Этот наивный вопрос заставил капитана улыбнуться.
— Республиканские солдаты, прекрасное дитя, — ответил он, — одеваются вовсе не так, как древние рыцари. У нас нет ни кирас, ни щитов, наши одежды, как видите, не роскошны, и никогда до сих пор, — продолжал он, бросив выразительный взгляд на Галатею, — я не имел счастья носить цвет какой бы то ни было красавицы.
Галатея, более серьезная и более осторожная, поспешила сказать:
— Извините мою сестру, она в первый раз увидела чужестранца и не имеет никакого понятия о том мире, из которого вы пришли.
Тем временем из рощи, к которой они направлялись, вышли два человека. Один был Гильйом, проводник Армана, другой — старик высокого роста с длинной бородой. Голова его была не покрыта, и густые седые волосы рассыпались по плечам. Старик держал в руке посох, в котором он, однако, не нуждался, потому что шел твердо и уверенно.
— Филемон! — почти в один голос прошептали девушки со страхом.
От старика не укрылось их смущение. Подойдя к сестрам, он сказал:
— Успокойтесь, мои милые, я не буду бранить вас за то, что вы оказали гостеприимство раненому солдату. — И прибавил, обращаясь к Вернейлю:
— Будь благословен твой приход к нам, молодой человек! Ты найдешь здесь только друзей.

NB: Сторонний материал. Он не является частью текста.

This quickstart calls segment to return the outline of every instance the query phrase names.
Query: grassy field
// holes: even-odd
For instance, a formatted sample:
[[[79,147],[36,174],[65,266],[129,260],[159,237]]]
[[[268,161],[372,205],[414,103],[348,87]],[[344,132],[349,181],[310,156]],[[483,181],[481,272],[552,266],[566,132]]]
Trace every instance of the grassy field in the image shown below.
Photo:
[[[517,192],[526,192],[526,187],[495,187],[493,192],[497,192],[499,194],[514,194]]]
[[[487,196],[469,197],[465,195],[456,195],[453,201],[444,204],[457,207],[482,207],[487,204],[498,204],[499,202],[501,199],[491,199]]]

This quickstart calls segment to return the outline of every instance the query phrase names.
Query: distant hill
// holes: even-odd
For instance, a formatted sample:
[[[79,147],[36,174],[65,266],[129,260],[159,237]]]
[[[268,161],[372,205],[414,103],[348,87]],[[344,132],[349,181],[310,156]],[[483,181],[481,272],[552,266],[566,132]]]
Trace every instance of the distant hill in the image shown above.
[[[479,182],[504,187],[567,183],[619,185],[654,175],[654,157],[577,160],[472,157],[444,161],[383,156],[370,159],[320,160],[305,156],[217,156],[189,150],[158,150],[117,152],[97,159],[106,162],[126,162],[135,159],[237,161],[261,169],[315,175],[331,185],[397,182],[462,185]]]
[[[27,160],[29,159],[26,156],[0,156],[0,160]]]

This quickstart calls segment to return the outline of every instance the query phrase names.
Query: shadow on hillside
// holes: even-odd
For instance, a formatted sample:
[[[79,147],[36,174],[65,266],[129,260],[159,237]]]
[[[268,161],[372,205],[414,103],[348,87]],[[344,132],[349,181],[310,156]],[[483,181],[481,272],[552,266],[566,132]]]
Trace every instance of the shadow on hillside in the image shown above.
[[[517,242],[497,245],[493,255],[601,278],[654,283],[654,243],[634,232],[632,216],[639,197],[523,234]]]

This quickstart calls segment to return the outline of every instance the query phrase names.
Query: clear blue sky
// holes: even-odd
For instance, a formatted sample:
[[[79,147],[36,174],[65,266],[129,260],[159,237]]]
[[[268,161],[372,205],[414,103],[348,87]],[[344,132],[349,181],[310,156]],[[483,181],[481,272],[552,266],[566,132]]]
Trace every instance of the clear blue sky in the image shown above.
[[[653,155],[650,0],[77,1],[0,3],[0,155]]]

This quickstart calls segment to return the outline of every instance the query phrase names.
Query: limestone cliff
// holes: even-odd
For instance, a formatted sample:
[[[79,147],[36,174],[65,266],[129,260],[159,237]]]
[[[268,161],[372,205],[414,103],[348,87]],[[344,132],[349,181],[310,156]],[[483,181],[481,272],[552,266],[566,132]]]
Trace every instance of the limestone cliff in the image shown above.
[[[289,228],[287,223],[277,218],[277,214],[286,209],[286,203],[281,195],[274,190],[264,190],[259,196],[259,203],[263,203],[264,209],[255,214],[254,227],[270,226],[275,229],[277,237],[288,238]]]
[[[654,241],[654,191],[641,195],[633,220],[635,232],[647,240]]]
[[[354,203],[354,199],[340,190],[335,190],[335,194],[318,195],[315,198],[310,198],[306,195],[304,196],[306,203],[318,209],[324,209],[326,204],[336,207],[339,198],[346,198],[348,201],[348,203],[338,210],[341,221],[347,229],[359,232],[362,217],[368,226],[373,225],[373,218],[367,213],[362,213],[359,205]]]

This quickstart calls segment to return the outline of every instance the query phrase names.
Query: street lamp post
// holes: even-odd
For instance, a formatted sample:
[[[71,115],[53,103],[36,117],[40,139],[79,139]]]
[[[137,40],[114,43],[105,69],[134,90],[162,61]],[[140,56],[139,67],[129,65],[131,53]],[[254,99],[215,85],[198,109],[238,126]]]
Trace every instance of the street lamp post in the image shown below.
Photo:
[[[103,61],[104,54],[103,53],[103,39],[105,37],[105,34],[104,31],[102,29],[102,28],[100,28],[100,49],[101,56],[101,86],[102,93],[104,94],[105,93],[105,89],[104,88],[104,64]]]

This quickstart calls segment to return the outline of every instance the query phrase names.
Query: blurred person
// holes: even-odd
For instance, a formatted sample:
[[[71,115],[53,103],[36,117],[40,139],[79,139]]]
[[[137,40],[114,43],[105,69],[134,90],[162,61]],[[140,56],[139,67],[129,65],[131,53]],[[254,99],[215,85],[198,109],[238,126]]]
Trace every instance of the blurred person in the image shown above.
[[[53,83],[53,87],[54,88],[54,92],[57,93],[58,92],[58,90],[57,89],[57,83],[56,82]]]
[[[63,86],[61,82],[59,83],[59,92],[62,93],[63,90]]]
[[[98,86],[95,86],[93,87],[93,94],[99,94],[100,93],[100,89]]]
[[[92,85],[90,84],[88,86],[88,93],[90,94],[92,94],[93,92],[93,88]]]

Он протянул капитану руку и обнял его.
Вернейль, уже ничему не удивляясь, поблагодарил старика.
Между тем приближалась ночь и на небе появились первые звезды. Филемон тихо что-то сказал Гильйому, который поклонился ему с покорностью и удалился. Потом старик обратился к девушкам:
— Идите к своему стаду, мои милые, и предоставьте мне отвести чужестранца в наш дом… Вечерняя роса вредна для овец…
Эстелла и Галатея подчинились и не без сожаления вернулись назад, а Филемон, держа в одной руке саблю Армана, а другой поддерживая раненого, направился к дому.
С минуту они шли молча.
— Молодой человек, — прервал наконец молчание Филемон, — ты теперь мой гость. Не скрою, что если бы можно было поступить иначе, то я никогда не отважился бы допустить сюда чужестранца… Но просьба моего верного служителя, обязанности человеколюбия и некоторые другие причины заставили меня сделать для тебя то, чего я не сделал бы ни для кого другого. Я тебе напомню, однако, на каких условиях оказано тебе это гостеприимство. Мое семейство, живущее в долине, ничего не знает о мире, из которого ты пришел. Благодаря моим усилиям его тлетворное дыхание никогда не проникало в этот счастливый уголок земли. Как Адам и Ева в земном раю, обитатели долины живут спокойно и счастливо, потому что они не вкушали плодов древа познания добра и зла. Не будь же змеем-искусителем, показавшим эти проклятые плоды и предлагавшим им вкусить их. Может быть, несмотря на мои распоряжения, они будут задавать тебе какие-нибудь вопросы… Уважай чистоту этих девственных душ, блаженное неведение этих добродетельных детей. Если же своими насмешками или неблагоразумными откровениями ты заставишь их стыдиться того состояния, в котором они находятся, возбудишь в них желания, породишь сомнения в этих чистых душах, то совершишь дурной поступок, за который я сумею наказать тебя.
Капитан поспешил повторить обещания, данные Гильйому, и стал уверять старика, что он ничем не посмеет оскорбить своих новых друзей.
— Называй меня просто Филемоном, — сказал старик. — Эти знаки пустой вежливости здесь не в ходу… Я тебе верю, Арман де Вернейль, — прибавил он почти дружеским тоном, — потому что знаю — ты происходишь из благородного и почтенного рода. Итак, будь одним из моих детей, пока не заживет твоя рана, принимай участие в наших мирных радостях. Может быть, когда ты должен будешь нас оставить, то сделаешь это не без сожаления.
В продолжение этого разговора они пришли к жилищу. Дом от сада отделял двор. Одна сторона двора была занята обширной оранжереей с благоухающими растениями и птичником, где чирикало множество лесных птиц. На другой стороне находилось небольшое здание с двумя окнами и стрельчатой дверью. По золотому кресту на крыше Вернейль догадался, что это часовня.
У дверей дома на каменной скамье сидели двое молодых людей, которые встали, приветствуя Филемона. В одном Арман узнал Неморина, того юношу в лодке, костюм которого так поразил его незадолго перед тем. Другой, более рослый и более сильный на вид, с красивым и умным лицом, был одет почти так же, как Неморин, но в его костюме отсутствовали цветы и ленты.
Оба они глядели на чужестранца с любопытством.
— Отец, — произнес Неморин, обращаясь к старику, — я ловил в заливе рыбу новыми сетями, связанными Эстеллой, и ловля была удачна.